Lejos de Qualinost, pero no tanto como para no enterarse de lo que pasaba allí, la gran hembra Verde, Beryl, yacía en la maraña vegetal, sofocada de enredaderas, que era su cubil, rumiando los agravios que le habían hecho. Agravios que le picaban y escocían como cuando la piel está infestada de parásitos y, al igual que quien sufre esa infección, podía rascarse aquí y allí, pero el picor parecía desplazarse a otro lado, de manera que nunca se libraba completamente de él.
El meollo de todos sus problemas y desazones era una gran Roja, un monstruoso reptil al que Beryl temía más que a nada en el mundo, aunque habría permitido que le arrancaran las alas y que le hiciesen nudos en la cola antes que admitir tal cosa. Su miedo era la principal razón de que accediese a cerrar el pacto tres años atrás. Había imaginado su propio cráneo adornando el tótem de Malys. Aparte de que quería seguir conservando la cabeza, Beryl había resuelto no dar jamás esa satisfacción a su descomunal pariente.

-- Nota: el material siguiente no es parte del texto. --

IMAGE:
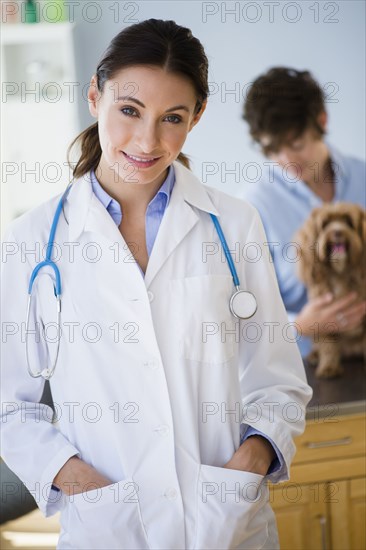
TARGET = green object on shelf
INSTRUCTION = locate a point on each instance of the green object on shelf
(30, 12)
(54, 11)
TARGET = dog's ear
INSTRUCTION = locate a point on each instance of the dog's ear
(361, 227)
(306, 238)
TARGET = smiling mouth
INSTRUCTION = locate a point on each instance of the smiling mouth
(141, 162)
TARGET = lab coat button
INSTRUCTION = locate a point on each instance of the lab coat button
(153, 365)
(171, 494)
(162, 430)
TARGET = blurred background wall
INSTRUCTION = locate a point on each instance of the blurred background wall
(242, 40)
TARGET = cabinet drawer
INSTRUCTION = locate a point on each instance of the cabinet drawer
(329, 438)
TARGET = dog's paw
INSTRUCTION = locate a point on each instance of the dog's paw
(328, 371)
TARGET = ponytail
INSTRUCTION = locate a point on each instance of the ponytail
(91, 152)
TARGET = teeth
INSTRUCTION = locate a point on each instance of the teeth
(141, 160)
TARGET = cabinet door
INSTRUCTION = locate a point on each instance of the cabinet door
(301, 514)
(348, 513)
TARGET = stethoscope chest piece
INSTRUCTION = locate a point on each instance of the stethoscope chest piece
(243, 304)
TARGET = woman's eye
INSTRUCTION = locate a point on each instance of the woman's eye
(173, 118)
(129, 111)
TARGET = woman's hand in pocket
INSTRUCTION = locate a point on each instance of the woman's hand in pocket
(76, 476)
(254, 455)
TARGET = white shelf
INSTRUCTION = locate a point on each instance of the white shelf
(23, 33)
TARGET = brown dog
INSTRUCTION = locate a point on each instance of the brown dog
(332, 242)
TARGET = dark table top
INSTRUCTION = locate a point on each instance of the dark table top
(344, 393)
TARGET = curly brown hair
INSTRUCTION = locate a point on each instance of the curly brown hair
(281, 105)
(153, 42)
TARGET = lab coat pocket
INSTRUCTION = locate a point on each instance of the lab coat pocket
(204, 324)
(108, 517)
(231, 509)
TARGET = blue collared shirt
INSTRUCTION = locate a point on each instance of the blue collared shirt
(154, 215)
(284, 205)
(154, 212)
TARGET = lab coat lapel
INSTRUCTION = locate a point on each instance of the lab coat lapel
(87, 213)
(179, 218)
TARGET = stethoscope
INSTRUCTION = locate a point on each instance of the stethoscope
(242, 303)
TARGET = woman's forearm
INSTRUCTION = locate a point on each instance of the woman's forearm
(76, 476)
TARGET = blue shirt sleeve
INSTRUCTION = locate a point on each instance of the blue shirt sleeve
(278, 463)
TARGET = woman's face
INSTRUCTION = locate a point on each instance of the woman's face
(144, 116)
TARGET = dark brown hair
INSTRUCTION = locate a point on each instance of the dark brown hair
(152, 42)
(282, 104)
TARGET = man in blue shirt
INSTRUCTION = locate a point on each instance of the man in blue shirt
(285, 110)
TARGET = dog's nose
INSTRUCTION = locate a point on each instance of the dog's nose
(337, 233)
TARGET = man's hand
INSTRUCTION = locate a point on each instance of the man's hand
(76, 476)
(330, 315)
(255, 455)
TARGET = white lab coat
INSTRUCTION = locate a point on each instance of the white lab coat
(151, 387)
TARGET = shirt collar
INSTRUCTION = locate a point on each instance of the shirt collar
(108, 201)
(300, 187)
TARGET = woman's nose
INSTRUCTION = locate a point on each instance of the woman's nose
(148, 138)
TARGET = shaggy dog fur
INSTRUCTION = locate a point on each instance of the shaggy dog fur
(332, 242)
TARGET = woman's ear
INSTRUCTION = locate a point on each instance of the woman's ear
(197, 116)
(93, 96)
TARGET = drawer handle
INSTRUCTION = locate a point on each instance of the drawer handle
(323, 527)
(331, 443)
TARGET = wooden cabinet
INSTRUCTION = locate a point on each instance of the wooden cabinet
(323, 505)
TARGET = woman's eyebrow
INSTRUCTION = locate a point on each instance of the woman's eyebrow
(130, 98)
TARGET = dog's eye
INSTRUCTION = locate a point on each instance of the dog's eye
(347, 218)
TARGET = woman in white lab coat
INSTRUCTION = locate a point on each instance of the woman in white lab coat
(171, 412)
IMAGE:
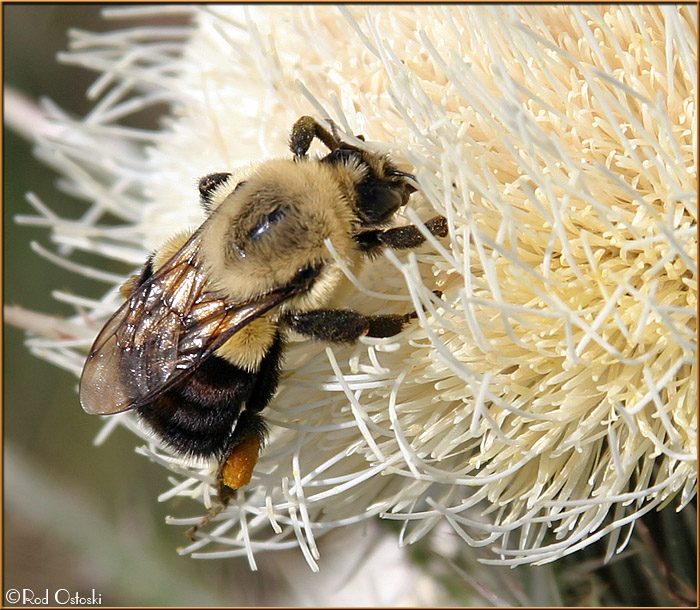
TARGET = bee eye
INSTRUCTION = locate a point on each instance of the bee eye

El acuerdo de paz entre los dragones parecía una buena idea en su momento. Terminaba con la sangrienta Purga de Dragones durante la cual los reptiles no sólo habían combatido y matado a mortales, sino que también lo habían hecho entre sí. Los dragones que habían salido vivos y fortalecidos del conflicto se repartieron Ansalon, cada cual reclamando una parte sobre la que gobernar mientras se dejaban algunos territorios anteriormente disputados, como Abanasinia, sin tocar.
La paz había durado alrededor de un año antes de que empezara a desmoronarse. Cuando Beryl notó que sus poderes mágicos empezaban a menguar, culpó de ello a los elfos, culpó a los humanos, pero en el fondo sabía muy bien quién era la verdadera culpable: Malys estaba robándole su magia. ¡Así se entendía que su pariente Roja ya no tuviera necesidad de matar a los de su especie! Había hallado un modo de exprimir el poder de otros dragones hasta dejarlos sin una gota. La magia de Beryl había sido su principal arma de defensa contra su pariente más fuerte. Sin esa magia, la hembra Verde se encontraría tan indefensa como un enano gully.
Cayó la noche y Beryl seguía rumiando. La oscuridad envolvió su cubil como otra inmensa enredadera. Se quedó dormida, arrullada por la nana de sus maquinaciones e intrigas. Soñó que por fin encontraba la legendaria Torre de la Alta Hechicería de Wayreth, que envolvía su inmenso corpachón alrededor del edificio y sentía fluir la magia dentro de sí, cálida y dulce como la sangre de un Dragón Dorado...
—¡Excelentísima señora! —Una voz siseante la despertó de su agradable sueño.
Beryl parpadeó y resopló, exhalando vapores venenosos que se enroscaron entre las hojas.